I began this project with photographs from my father’s photo albums and started spreading the word, unsure but excited about what I might see. I’ve been incredibly humbled by the love and support for this project from Iraqi’s across the world, and the images that flowed into the collection present an evocative record of everyday life across generations. Submissions have generally come from the second generation of diaspora, perhaps with a similar longing for identity and love for their culture, the same desire to see and hear Iraqi stories told by Iraqis. The archive gives agency to this.
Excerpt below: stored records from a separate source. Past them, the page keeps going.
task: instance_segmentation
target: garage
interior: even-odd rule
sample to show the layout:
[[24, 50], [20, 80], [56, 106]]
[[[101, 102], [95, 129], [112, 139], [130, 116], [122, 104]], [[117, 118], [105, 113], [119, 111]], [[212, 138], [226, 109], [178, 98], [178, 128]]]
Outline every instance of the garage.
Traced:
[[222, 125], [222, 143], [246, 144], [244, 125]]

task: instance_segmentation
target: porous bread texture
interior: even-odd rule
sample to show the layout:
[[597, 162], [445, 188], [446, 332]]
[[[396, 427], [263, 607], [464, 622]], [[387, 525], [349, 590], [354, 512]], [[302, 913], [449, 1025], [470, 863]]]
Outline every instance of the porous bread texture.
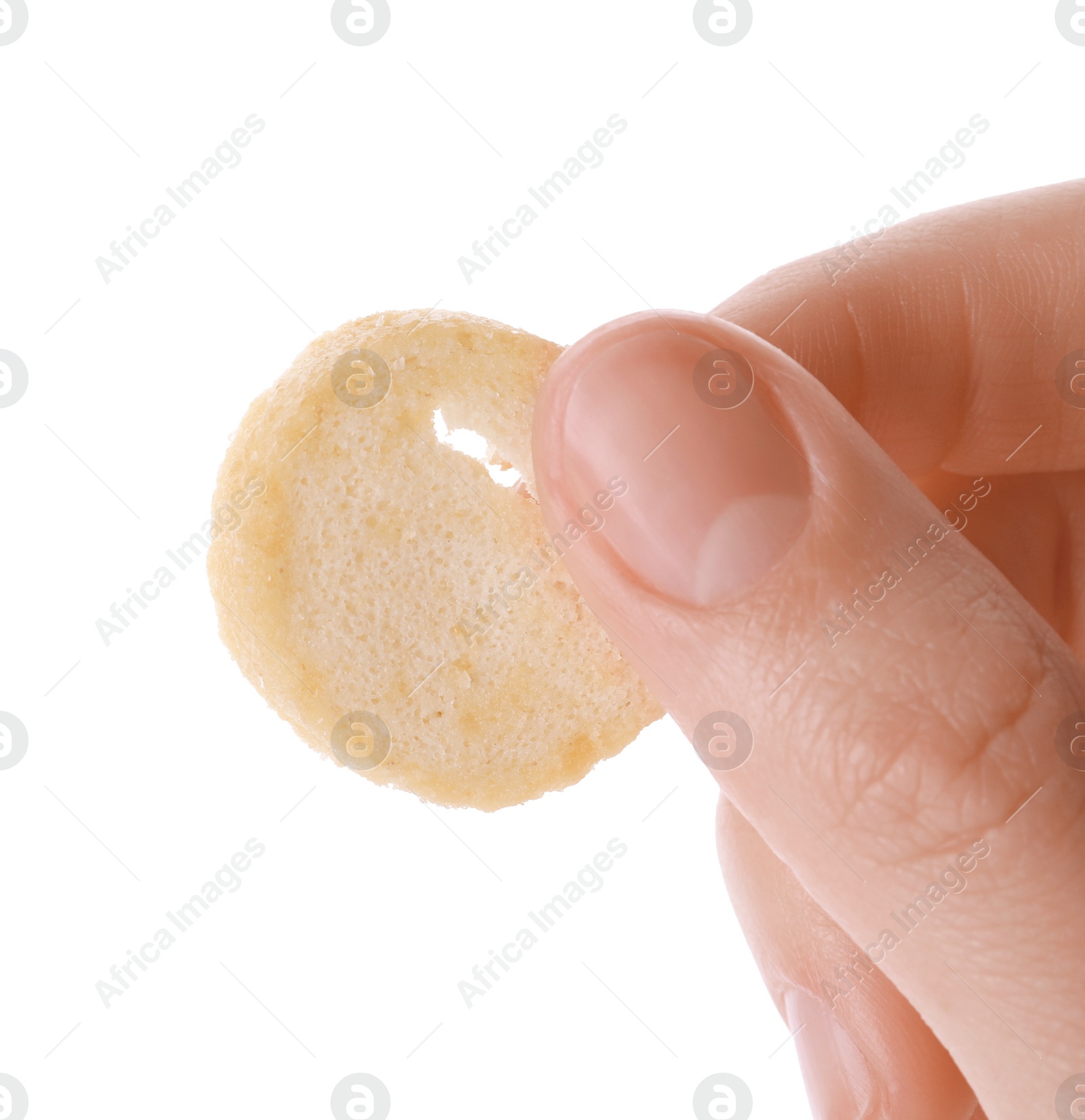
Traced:
[[[333, 389], [355, 348], [391, 372], [371, 408]], [[214, 497], [213, 511], [244, 506], [208, 551], [219, 634], [337, 765], [333, 728], [371, 712], [391, 750], [364, 776], [494, 810], [579, 781], [663, 713], [555, 560], [527, 493], [532, 409], [560, 353], [471, 315], [390, 311], [317, 338], [250, 407]], [[526, 487], [496, 485], [438, 442], [438, 409]]]

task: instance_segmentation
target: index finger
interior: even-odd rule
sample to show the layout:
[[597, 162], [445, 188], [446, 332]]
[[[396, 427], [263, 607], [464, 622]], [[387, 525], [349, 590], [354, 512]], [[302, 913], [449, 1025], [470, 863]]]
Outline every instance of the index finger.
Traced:
[[876, 230], [712, 314], [810, 370], [914, 478], [1085, 467], [1085, 179]]

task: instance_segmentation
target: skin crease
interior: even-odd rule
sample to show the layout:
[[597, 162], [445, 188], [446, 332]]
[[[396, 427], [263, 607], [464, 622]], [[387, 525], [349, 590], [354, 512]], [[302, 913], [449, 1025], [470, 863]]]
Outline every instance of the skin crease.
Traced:
[[[1085, 709], [1085, 409], [1055, 391], [1058, 363], [1085, 348], [1085, 181], [916, 218], [860, 248], [834, 283], [815, 256], [713, 311], [770, 336], [881, 449], [803, 371], [720, 324], [715, 345], [756, 353], [766, 407], [775, 399], [817, 470], [798, 552], [714, 609], [661, 597], [617, 536], [617, 545], [596, 539], [569, 566], [686, 735], [713, 707], [747, 712], [758, 728], [751, 762], [714, 773], [718, 836], [736, 912], [782, 1012], [791, 989], [822, 998], [822, 980], [877, 936], [932, 867], [979, 836], [990, 840], [967, 889], [838, 1001], [835, 1017], [877, 1086], [864, 1116], [1040, 1120], [1055, 1116], [1061, 1082], [1085, 1070], [1085, 781], [1050, 745], [1056, 716]], [[571, 503], [570, 386], [602, 334], [565, 352], [536, 409], [551, 525]], [[665, 432], [670, 418], [658, 426]], [[973, 501], [981, 476], [990, 489]], [[877, 515], [857, 529], [847, 511], [817, 513], [832, 505], [821, 477]], [[892, 541], [909, 515], [927, 516], [920, 492], [962, 532], [887, 600], [907, 598], [909, 608], [879, 608], [834, 653], [830, 675], [797, 678], [769, 707], [768, 689], [805, 655], [799, 622], [860, 578], [854, 557], [872, 522]], [[971, 622], [946, 622], [950, 600]], [[1002, 662], [970, 636], [972, 623]], [[666, 666], [667, 682], [637, 650]], [[1037, 787], [1036, 803], [1008, 823]]]

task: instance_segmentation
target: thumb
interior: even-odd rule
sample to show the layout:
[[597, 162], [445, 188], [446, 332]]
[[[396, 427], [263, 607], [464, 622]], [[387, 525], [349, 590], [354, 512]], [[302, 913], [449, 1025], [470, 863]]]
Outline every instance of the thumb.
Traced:
[[647, 312], [565, 351], [534, 461], [581, 594], [727, 796], [991, 1120], [1048, 1116], [1085, 1070], [1069, 650], [814, 377], [722, 320]]

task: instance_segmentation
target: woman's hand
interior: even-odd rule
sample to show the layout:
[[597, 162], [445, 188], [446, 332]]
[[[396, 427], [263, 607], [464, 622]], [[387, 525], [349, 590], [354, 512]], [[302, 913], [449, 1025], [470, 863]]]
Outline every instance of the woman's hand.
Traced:
[[1082, 1120], [1085, 183], [823, 256], [567, 351], [543, 510], [628, 483], [568, 564], [720, 783], [815, 1116]]

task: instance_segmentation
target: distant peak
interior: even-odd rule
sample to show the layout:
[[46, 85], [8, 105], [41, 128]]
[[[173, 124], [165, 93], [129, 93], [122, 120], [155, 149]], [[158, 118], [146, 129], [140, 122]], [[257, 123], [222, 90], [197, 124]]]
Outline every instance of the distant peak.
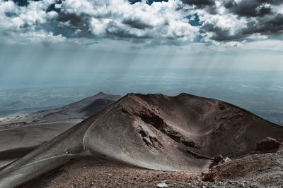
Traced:
[[98, 94], [105, 94], [105, 93], [103, 93], [103, 92], [98, 92], [98, 93], [96, 94], [96, 95], [98, 95]]

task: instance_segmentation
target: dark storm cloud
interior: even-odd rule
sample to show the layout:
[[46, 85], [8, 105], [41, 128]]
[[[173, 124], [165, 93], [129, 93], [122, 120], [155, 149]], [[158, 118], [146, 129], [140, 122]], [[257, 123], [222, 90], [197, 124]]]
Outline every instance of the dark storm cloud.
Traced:
[[182, 2], [187, 5], [195, 5], [199, 8], [215, 5], [215, 0], [182, 0]]
[[243, 30], [243, 35], [261, 33], [262, 35], [279, 35], [283, 33], [283, 14], [279, 13], [275, 16], [260, 18], [255, 21], [250, 21], [247, 27]]
[[129, 18], [125, 19], [122, 22], [125, 24], [129, 25], [130, 27], [139, 30], [144, 30], [146, 28], [152, 28], [153, 26], [150, 24], [144, 23], [140, 20], [134, 20]]
[[226, 0], [224, 6], [231, 13], [239, 16], [257, 17], [272, 13], [270, 5], [282, 4], [282, 0], [242, 0], [238, 4], [234, 0]]
[[[283, 0], [76, 2], [0, 0], [0, 37], [8, 38], [6, 33], [10, 32], [15, 38], [31, 41], [103, 38], [187, 44], [196, 39], [204, 42], [243, 41], [283, 32]], [[34, 36], [37, 38], [33, 40]]]
[[197, 8], [206, 9], [212, 14], [217, 12], [215, 0], [181, 0], [181, 1], [186, 5], [195, 6]]

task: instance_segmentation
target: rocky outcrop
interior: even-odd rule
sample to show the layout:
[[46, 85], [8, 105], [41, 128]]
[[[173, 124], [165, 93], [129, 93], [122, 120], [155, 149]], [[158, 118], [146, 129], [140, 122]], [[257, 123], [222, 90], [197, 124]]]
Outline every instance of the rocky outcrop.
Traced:
[[277, 149], [280, 146], [280, 142], [275, 139], [268, 137], [256, 143], [257, 151], [269, 151]]

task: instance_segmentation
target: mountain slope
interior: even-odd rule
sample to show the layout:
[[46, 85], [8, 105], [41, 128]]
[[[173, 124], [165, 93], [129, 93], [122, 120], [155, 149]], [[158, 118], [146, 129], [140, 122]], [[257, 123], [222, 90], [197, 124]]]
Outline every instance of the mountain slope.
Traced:
[[[120, 98], [118, 95], [100, 92], [59, 108], [34, 112], [11, 120], [10, 123], [0, 127], [0, 167], [23, 156]], [[19, 120], [22, 122], [11, 123]]]
[[150, 169], [202, 171], [214, 155], [248, 154], [268, 136], [283, 141], [283, 127], [223, 101], [186, 94], [130, 94], [2, 168], [0, 187], [20, 184], [84, 156]]
[[[54, 122], [58, 120], [66, 120], [70, 119], [83, 120], [91, 115], [100, 111], [103, 108], [109, 106], [114, 101], [116, 101], [122, 96], [120, 95], [107, 94], [103, 92], [99, 92], [96, 95], [87, 97], [79, 101], [74, 102], [58, 108], [47, 109], [37, 112], [21, 114], [15, 118], [5, 118], [0, 120], [0, 125], [8, 127], [9, 125], [17, 123], [18, 126], [34, 122]], [[82, 108], [86, 108], [91, 105], [96, 100], [104, 99], [104, 103], [98, 104], [99, 101], [93, 105], [90, 111], [81, 111]], [[70, 118], [70, 117], [71, 117]]]

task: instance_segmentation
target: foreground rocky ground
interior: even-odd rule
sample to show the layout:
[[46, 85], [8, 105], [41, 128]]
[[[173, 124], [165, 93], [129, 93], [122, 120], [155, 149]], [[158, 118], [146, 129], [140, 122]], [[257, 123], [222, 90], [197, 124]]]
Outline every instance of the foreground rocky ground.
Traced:
[[283, 153], [265, 153], [224, 162], [201, 174], [151, 170], [83, 157], [18, 187], [282, 187], [282, 184]]

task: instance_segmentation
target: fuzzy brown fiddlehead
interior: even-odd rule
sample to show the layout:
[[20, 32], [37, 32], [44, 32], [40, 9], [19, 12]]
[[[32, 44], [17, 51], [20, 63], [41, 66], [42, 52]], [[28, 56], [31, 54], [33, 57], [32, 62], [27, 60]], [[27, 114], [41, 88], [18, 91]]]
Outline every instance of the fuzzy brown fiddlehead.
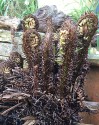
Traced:
[[[98, 19], [94, 13], [85, 13], [77, 23], [77, 36], [78, 36], [78, 51], [76, 51], [76, 67], [74, 67], [73, 74], [73, 98], [77, 98], [81, 103], [85, 99], [84, 94], [84, 79], [89, 69], [88, 63], [88, 47], [91, 39], [96, 32]], [[75, 91], [76, 87], [76, 92]], [[75, 94], [74, 94], [75, 93]], [[79, 104], [80, 104], [79, 103]]]
[[29, 68], [33, 68], [33, 53], [40, 45], [40, 35], [35, 30], [29, 29], [23, 35], [23, 51], [26, 55]]
[[43, 91], [48, 92], [49, 85], [53, 84], [53, 43], [52, 43], [52, 19], [47, 19], [47, 32], [42, 45], [42, 72]]
[[60, 30], [60, 54], [62, 59], [60, 64], [60, 87], [62, 96], [66, 96], [70, 92], [75, 43], [76, 25], [71, 19], [66, 19]]
[[11, 52], [9, 60], [11, 60], [16, 66], [23, 68], [23, 58], [18, 52]]
[[33, 76], [34, 91], [38, 89], [38, 84], [40, 83], [40, 44], [41, 37], [37, 31], [29, 29], [24, 33], [23, 49], [28, 61], [29, 70]]
[[26, 31], [28, 29], [38, 29], [39, 22], [37, 18], [33, 15], [25, 16], [23, 19], [23, 30]]

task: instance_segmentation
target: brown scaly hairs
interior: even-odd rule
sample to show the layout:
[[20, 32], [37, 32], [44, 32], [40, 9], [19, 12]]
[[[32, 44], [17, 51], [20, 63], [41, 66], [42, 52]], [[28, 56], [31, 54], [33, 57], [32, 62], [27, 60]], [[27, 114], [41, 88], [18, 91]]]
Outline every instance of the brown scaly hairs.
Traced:
[[63, 97], [70, 95], [73, 77], [73, 56], [77, 41], [76, 29], [76, 25], [70, 18], [64, 21], [60, 29], [60, 93]]
[[23, 25], [23, 31], [26, 31], [28, 29], [37, 30], [39, 27], [39, 22], [34, 15], [30, 14], [24, 17], [22, 21], [22, 25]]

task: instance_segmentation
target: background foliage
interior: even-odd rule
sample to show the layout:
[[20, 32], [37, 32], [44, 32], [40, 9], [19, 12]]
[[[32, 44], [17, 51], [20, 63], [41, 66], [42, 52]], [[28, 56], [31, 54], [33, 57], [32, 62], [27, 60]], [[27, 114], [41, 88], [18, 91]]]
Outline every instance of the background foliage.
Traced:
[[38, 8], [37, 0], [0, 0], [0, 15], [22, 18]]

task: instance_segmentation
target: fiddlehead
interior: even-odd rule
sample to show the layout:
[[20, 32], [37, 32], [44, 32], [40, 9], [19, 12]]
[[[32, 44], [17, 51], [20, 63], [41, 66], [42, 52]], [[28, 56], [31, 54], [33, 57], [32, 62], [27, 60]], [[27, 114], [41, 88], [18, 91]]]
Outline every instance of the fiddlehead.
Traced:
[[76, 25], [71, 19], [66, 19], [60, 30], [60, 87], [62, 96], [70, 92], [73, 75], [73, 56], [76, 45]]
[[47, 32], [42, 45], [42, 72], [43, 72], [43, 91], [48, 92], [50, 84], [53, 84], [53, 43], [52, 43], [52, 19], [47, 19]]
[[26, 31], [28, 29], [38, 29], [39, 22], [37, 18], [33, 15], [25, 16], [23, 19], [23, 30]]

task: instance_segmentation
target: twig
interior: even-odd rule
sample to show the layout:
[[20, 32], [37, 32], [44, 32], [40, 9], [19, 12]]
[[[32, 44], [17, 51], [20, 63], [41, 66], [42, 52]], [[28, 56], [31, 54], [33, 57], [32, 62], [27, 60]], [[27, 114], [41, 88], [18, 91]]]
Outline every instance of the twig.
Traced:
[[0, 113], [0, 115], [5, 115], [5, 114], [7, 114], [8, 112], [10, 112], [11, 110], [17, 108], [17, 107], [20, 106], [21, 104], [22, 104], [22, 102], [16, 104], [15, 106], [12, 106], [11, 108], [9, 108], [9, 109], [5, 110], [4, 112]]

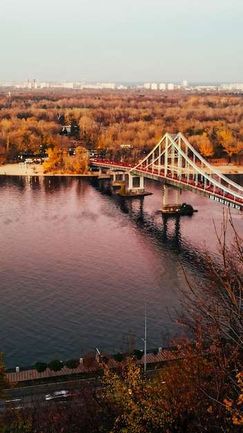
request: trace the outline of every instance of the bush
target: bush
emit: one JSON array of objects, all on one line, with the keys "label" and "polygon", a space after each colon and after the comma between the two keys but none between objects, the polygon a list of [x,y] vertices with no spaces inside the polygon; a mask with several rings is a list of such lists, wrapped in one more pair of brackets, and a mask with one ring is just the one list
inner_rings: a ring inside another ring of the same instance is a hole
[{"label": "bush", "polygon": [[62,362],[57,359],[50,361],[48,365],[49,369],[52,371],[59,371],[63,367]]},{"label": "bush", "polygon": [[35,367],[38,373],[43,373],[47,369],[47,364],[46,362],[36,362]]},{"label": "bush", "polygon": [[77,359],[70,359],[66,363],[66,367],[68,369],[76,369],[79,365],[79,361]]}]

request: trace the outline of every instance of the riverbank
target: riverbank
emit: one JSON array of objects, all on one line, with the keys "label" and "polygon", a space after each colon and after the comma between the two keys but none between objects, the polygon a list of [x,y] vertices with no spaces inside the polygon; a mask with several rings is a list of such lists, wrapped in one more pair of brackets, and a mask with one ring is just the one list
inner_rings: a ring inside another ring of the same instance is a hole
[{"label": "riverbank", "polygon": [[[212,164],[212,167],[222,174],[243,174],[243,165]],[[87,176],[71,174],[60,172],[44,173],[41,164],[6,164],[0,165],[0,176]],[[97,176],[97,172],[89,172],[88,176]]]},{"label": "riverbank", "polygon": [[0,165],[0,176],[97,176],[97,172],[88,174],[72,174],[59,172],[44,173],[41,164],[6,164]]}]

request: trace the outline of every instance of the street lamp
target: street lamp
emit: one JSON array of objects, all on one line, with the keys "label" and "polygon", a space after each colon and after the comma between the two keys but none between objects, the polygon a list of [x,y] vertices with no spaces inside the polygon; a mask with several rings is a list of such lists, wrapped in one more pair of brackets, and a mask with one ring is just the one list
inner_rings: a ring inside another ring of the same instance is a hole
[{"label": "street lamp", "polygon": [[147,302],[145,303],[145,320],[144,320],[144,338],[142,339],[144,343],[144,373],[146,373],[147,369],[146,363],[146,353],[147,353]]}]

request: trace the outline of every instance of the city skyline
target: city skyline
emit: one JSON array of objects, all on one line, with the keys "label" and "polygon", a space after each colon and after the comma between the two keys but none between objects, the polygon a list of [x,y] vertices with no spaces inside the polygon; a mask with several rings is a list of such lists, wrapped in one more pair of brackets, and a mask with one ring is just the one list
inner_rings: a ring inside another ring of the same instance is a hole
[{"label": "city skyline", "polygon": [[242,82],[240,0],[3,0],[0,82]]}]

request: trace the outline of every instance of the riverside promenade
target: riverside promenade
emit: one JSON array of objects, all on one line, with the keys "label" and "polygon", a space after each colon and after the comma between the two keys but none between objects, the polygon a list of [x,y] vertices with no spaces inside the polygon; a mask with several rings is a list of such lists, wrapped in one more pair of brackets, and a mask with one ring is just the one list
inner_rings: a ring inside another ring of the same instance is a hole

The second phase of the project involves gathering narratives about the photographs, and where possible, from those who were either in the photo or took the photo. The aim is to record the stories behind these moments, those things unrepresentable in photographs, such as sounds, smells and feelings. Some of these will become voice-over narrations within virtual reconstructions of selected images from the archive. These simulations will be housed within a virtual reconstruction of a traditional Shanasheel house.
The private house seems like the perfect space to create a home for these personal memories; an environment that people can navigate and encounter objects, images and narratives that kindle conversations, as it would in real life. Of course there is a dual function here too, as by creating a virtual Shanasheel there is a process of digital reconstruction and preservation at play. The photographic archive in this instance serves to facilitate this act of recovery and preservation.
Something I was unprepared for with this project, was the sense of anticipation with every submission received, the excitement of another image to add to this collective visual history and in turn a door opening into a whole new set of narratives. Stories not immediately familiar yet which evoke a sense of affinity, of intimacy, of shared experience, of love. The archive itself is not only an act of recognition, remembrance and preservation; it is a site of excavation and reconstruction.
About the Artist
Basil Al-Rawi is a visual artist working with photography, moving images, and simulation, creating works concerned with the landscapes of memory, identity, politics, and socio-economic traumas. In 2019 he received a scholarship from the Glasgow School of Art and SGSAH to pursue PhD research at the School of Simulation and Visualisation. His practice-based research project is concerned with utilising archive photographs, audio-visual oral histories, and Virtual Reality to explore the creative reconstruction of vernacular photographic moments and associated memories from Iraqi diaspora.